Derrière la Vierge, au centre de la cour, saint Joachim et sainte Anne avancent vers le prêtre Zacharie, lui présentant leur Fille. Ils sont suivis de jeunes filles, qui " avec des cierges à la main » (Vêpres, stichère du ton 1) accompagnent la Vierge consacrée à Dieu. À la différence de sainte Anne et de la Mère de Dieu, elles sont tête nue. Sur notre icône, une seule des filles a le même âge que la Vierge, mais avec un aspect enfantin en accord avec sa petite taille(4). L'arrière-plan représente les bâtiments du Temple. Il est curieux de noter que le Saint des saints est représenté comme une église russe avec des coupoles en forme de bulbe.
1. Cantique des cantiques; Rabba 8, dans H. L. STRACK et P. BILLERBECK, Kommentar zum Neuen Testament aus Talmud und Midrasch, vol. II, p. 133.
2. ORIGÈNE : Sur le Psaume 17 7, P. G. 12, col. 1581
3. Commentaire du Cantique des cantiques. P. G. ++. col. 768 A et 772 A.
4. Selon un manuel d'iconographie publié à Noygorod au XVI siècle, sept vierges devaient précéder Joachim et Anne, les autres restant derrière eux.
Source : Léonide Ouspensky et Vladimir Lossky,
Le Sens des icônes, Paris, Le Cerf, 2004, pp. 141-143.
Cette fête de la Présentation de Marie au Temple est tardive dans l’histoire. Ce n’est qu’au 8e siècle qu’elle est introduite dans l’Église. L’origine de cette fête est le Protévangile de Jacques où au chapitre VII est décrit l’entrée au Temple de Marie accompagnée de ses parents Anne et Joachim. Rappelons que cet écrit est un apocryphe du IIe siècle, non retenu dans le canon des Écritures Saintes.
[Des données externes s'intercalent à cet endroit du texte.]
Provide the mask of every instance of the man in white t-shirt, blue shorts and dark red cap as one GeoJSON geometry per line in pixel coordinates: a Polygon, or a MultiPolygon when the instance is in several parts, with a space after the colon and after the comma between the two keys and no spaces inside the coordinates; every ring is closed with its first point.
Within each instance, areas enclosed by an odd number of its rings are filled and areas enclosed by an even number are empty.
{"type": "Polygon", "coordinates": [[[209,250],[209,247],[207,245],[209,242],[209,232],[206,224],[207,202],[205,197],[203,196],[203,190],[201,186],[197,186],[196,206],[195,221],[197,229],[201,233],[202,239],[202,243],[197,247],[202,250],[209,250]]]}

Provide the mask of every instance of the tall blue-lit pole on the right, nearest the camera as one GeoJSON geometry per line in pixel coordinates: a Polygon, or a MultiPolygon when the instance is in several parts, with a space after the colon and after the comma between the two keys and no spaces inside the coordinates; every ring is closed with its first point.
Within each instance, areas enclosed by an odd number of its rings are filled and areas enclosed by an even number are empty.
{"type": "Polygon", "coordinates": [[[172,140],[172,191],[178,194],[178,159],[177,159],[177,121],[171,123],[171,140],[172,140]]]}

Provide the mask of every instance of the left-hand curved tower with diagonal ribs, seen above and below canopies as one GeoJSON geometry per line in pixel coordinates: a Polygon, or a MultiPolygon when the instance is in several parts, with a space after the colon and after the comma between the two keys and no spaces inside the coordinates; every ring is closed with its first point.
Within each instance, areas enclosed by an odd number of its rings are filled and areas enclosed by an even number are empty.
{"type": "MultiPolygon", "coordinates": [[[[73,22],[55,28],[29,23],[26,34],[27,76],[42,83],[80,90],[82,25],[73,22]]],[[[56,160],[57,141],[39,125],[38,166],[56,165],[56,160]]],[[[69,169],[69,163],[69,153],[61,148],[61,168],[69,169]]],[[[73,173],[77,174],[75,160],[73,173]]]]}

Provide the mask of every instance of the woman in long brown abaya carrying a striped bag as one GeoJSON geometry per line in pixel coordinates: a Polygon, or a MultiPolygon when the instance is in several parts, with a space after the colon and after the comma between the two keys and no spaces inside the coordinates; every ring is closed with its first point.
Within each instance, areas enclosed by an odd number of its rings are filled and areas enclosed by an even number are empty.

D’ailleurs, les Évangiles ne font aucune référence à cet épisode de la vie de Marie.
Description de l’icône de Novgorod
L’icône traduit la scène telle que décrite dans l’écrit apocryphe: l’enfant, âgée de trois ans, est représentée comme une adulte par son habillement, seule sa taille fait référence à son jeune âge. Anne et Joachim, entourés de vierges, accompagnent la petite Marie vers le Temple et la présentent au grand prêtre, souvent identifié à Zacharie, celui qui deviendra le père de Jean le Baptiste. Les cierges portés par les vierges figurent par avance la lumière qui sortira de Marie et illuminera les ténèbres.
Saint Jean Damascène écrit en s’adressant à Marie:
Ce n’est pas pour vous que vous êtes née; vous avez reçu la vie pour concourir au salut de l’univers et réaliser avec Dieu l’éternel décret de l’Incarnation du Verbe.
Une préparation à la Nativité de Jésus
Le sens spirituel de cette fête est en lien intime avec la Nativité de Jésus que nous célébrons à Noël. D’ailleurs, lorsque la fête de la Présentation de Marie au Temple fut introduite au 8e siècle, elle a été placée délibérément au début du carême de la Fête de la Nativité de Jésus en guise d’ouverture et de préparation. En approfondissant la signification de ce lien entre les deux fêtes, nous nous ouvrons davantage à ce grand mystère de l’Incarnation et à ses répercussions dans nos vies aujourd’hui.
Pourquoi la Tradition a-t-elle conservé cette fête?
Un élément de réponse est la relation entre Marie, la Mère de Dieu, et le Temple de Jérusalem car Celui à qui elle donnera naissance est le Temple vivant du Père. Jésus lui-même s’est identifié au Temple lorsqu’il a dit: “Démolissez ce temple et en trois jours je le relèverai” (Jn 2,19). Celle de qui naîtra le Fils de Dieu entre donc dans le Temple de Jérusalem pour devenir également un temple. Elle se prépare à recevoir le Mystère du véritable Temple en elle, mystère de la Présence divine qui deviendra humaine en sa chair.
Pour nous également, toute rencontre avec Jésus demande une préparation. Une mise à l’écart est nécessaire pour que l’Esprit Saint, qui a besoin d’un espace silencieux, puisse nous révéler la Présence du Dieu-Trinité dans notre temple intérieur. “Si quelqu’un m’aime, nous promet Jésus, il observera ma parole et mon Père l’aimera; nous viendrons à lui et nous établirons en lui notre demeure” (Jn 14,23).